Chaque perle de glace est un flocon, chaque flocon est un espoir qui vient vers ma blanche demeure, et ma blanche demeure est faite de neige, au fond de la montagne, dans le triangle de l’air, de la glace et du vent.

Ecoute ! Ecoute ! Ma mère bat les flocons brillants d’une baguette de glace, et mes cousines frôlent de leurs mains gelées les belles îles de glace, de gouttes d’eau froides et de flocons blancs, ou se moquent du chêne ridé et poilu qui chasse les biches. »

Sa mélodie soufflée, elle me demanda de recevoir sa bague dorée à mon doigt, pour être le mari de la neige, et de voir avec elle sa demeure royale, pour devenir le roi des flocons glacés.

(Elora Lemistre )

C’est la neige

« Ecoute ! Ecoute ! C’est moi, c’est la neige, qui touche de ces boules de neige la glace blanche et belle de ton jardin illuminé par les rayons de la lune; et voici, en robe de flocons, la magicienne des glaces, qui contemple à sa terrasse le beau ciel blanc et le beau lac brillant.

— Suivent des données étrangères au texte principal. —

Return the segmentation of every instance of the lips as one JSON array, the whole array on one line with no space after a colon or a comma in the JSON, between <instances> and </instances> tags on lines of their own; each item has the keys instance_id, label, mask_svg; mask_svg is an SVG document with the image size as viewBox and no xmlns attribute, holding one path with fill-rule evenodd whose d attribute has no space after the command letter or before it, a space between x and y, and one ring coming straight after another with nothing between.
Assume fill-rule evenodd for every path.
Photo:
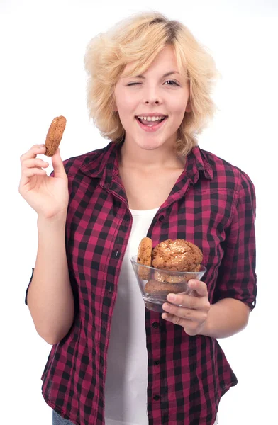
<instances>
[{"instance_id":1,"label":"lips","mask_svg":"<svg viewBox=\"0 0 278 425\"><path fill-rule=\"evenodd\" d=\"M138 117L135 117L138 121L140 121L141 123L141 124L143 124L144 125L148 125L148 124L144 124L143 123L142 123L142 120L138 118ZM162 121L164 121L164 120L167 118L167 116L165 115L162 120L157 120L157 121L148 121L148 123L155 123L155 124L154 124L155 125L156 125L157 124L159 124L160 123L162 123Z\"/></svg>"},{"instance_id":2,"label":"lips","mask_svg":"<svg viewBox=\"0 0 278 425\"><path fill-rule=\"evenodd\" d=\"M168 117L165 116L163 118L163 120L161 120L160 121L157 121L156 123L157 123L155 124L155 125L148 125L147 124L143 124L143 123L141 123L139 118L138 117L135 117L136 121L138 122L140 127L147 132L153 132L155 131L159 130L165 125L165 123L167 121L167 118Z\"/></svg>"}]
</instances>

Chaque flocon est un souffle de glace, chaque souffle de glace est un chemin qui ondule vers mon château, et mon château est bâti, limpide, au fond de la rivière, dans le triangle de l’eau, de la glace et de la tempête. 

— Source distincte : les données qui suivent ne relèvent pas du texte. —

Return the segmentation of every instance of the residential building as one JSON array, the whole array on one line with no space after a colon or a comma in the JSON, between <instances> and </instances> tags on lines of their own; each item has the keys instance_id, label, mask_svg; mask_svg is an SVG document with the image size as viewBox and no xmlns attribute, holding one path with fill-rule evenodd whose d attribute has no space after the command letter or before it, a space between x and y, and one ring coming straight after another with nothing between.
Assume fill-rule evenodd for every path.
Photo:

Ecoute ! Ecoute ! Ma soeur bat l’eau coassante d’un bâton blanc et gelé, et mes frères frôlent de leurs jambes de neige, les froides plages de flocons, de fleurs glacées, ou rigolent du vieux cerisier blanc qui boit de l’eau givrée. »

Sa mélodie murmurée, elle me supplia de la prendre comme épouse pour être le mari de la neige, et de visiter avec elle son château, pour être le roi des glaces.

(Eva De Souza)

La terre 

« Ecoute ! Ecoute ! C’est moi, c’est la terre, qui frôle de cette boue luisante les pavés de ta maison illuminée par les pâles lumières des lucioles; et voici, en robe d’herbe, la dame terrestre qui contemple de sa terrasse le beau ciel bleu marine et la belle rivière de végétaux.

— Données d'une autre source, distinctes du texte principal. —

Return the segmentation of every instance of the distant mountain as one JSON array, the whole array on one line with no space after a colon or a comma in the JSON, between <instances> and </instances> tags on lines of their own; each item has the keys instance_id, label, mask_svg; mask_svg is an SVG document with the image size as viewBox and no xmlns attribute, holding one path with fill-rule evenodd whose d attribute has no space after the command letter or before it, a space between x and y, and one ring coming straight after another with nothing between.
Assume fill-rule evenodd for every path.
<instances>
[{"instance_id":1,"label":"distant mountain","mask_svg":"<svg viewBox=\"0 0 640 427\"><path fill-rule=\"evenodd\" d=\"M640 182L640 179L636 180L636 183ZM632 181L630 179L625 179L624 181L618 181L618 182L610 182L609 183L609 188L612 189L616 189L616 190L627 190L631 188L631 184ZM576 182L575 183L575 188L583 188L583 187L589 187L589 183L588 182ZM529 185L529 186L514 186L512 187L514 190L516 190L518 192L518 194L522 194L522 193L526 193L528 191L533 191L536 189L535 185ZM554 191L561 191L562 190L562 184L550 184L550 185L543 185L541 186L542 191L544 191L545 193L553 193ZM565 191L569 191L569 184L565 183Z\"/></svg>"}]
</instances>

Chaque algue est un végétal qui nage dans le courant, chaque courant est un chemin, qui s’étire jusqu’à mon royaume, et mon royaume est fait de boue au bout de la rivière de végétaux, dans le triangle du feu, de la terre et de la lumière.

Ecoute ! Ecoute ! Mes sujets coupent l’herbe morte d’une paire de ciseaux et les autres touchent de leurs mains pleines de terre les frais bouquets de fleurs, de marguerites et de roses où dorment les grands chênes et les grands sapins. »

Son histoire terminée, elle me demanda de l’épouser dans son royaume, pour être le roi de la terre, des fleurs et des arbres.